The boy who go hit in the mouth jarred a tooth loose, though it did not fall out. Luckily, it is a baby tooth. His mom ended up coming to get him so he could recover for a minute at home. That night, he was back playing football again so the damage must have been minimal.
The implant however will need some assistance. It has a little dent and does not attach to the battery pack as tight as it should now. We will be ordering a new processor due to the impact.
I didn't even have to say anything to Chance about tackle football. After he told me what had happened, he said that he and the boy who got hit in the mouth decided that they did not want to play tackle football anymore. I agree. Chance came to the conclusion by himself with out my giving any mommy lectures so that is also a plus.
I think touch football is just fine.

Two implants in a gym are better than one...

We had our closing social for our Japanese exchange student. It is kind of a last hooray for the families and their students. Dinner is served and there is a program which includes performances by some of the boys. This year we went by ourselves to the dinner as our student had gotten sick and was transferred to a local hotel where nurses and other personnel could look after him. Our student lasted until the last afternoon of his stay to get ill though so we are grateful.

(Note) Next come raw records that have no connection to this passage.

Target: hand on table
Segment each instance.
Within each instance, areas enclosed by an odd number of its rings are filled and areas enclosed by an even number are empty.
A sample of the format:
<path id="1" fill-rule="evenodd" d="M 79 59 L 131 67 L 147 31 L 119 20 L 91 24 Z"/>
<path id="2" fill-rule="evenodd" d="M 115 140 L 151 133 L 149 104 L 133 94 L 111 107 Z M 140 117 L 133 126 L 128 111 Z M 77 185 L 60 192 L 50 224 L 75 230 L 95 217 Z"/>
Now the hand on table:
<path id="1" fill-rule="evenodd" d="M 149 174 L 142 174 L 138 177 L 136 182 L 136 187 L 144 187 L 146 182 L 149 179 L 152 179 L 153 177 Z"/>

It was a bit lonely being at our table without our student, but it was fun to watch the other boys perform. A dance group from a local college also performed and got us all off of our feet and moving. The only bad part of the evening came when Chance started complaining that one of his implants was not working well. You would think that it would be o.k. to listen for one program without one of the implants, but Chance did not think so. As luck would have it, the implant that was working was on the ear facing away from where the performers were. To make matters worse, the sound bouncing all over the room was not conducive to being easily heard. Some people were quite clear and easy to understand, while some were not.
Chance did not like hearing with only one ear at all. He kept asking us what was said, and finally he turned to me in exasperation and said,"It is so hard for me to hear what they are saying!" So we transferred the processors from the ear facing away from the program so his hearing ear was now facing the speakers. This helped him enough so that he was not just exasperated, but Chance still did not like only hearing with one ear. Chance ended up moving down on the floor where he seemed to enjoy the program more, but he had many more questions about what was going on then he does when he has both implants on.
I think this two ear thing really is the best scenario for Chance to hear. He is accustomed to hearing with two ears just like the rest of us and does not appreciate it when he is forced to hear with only one.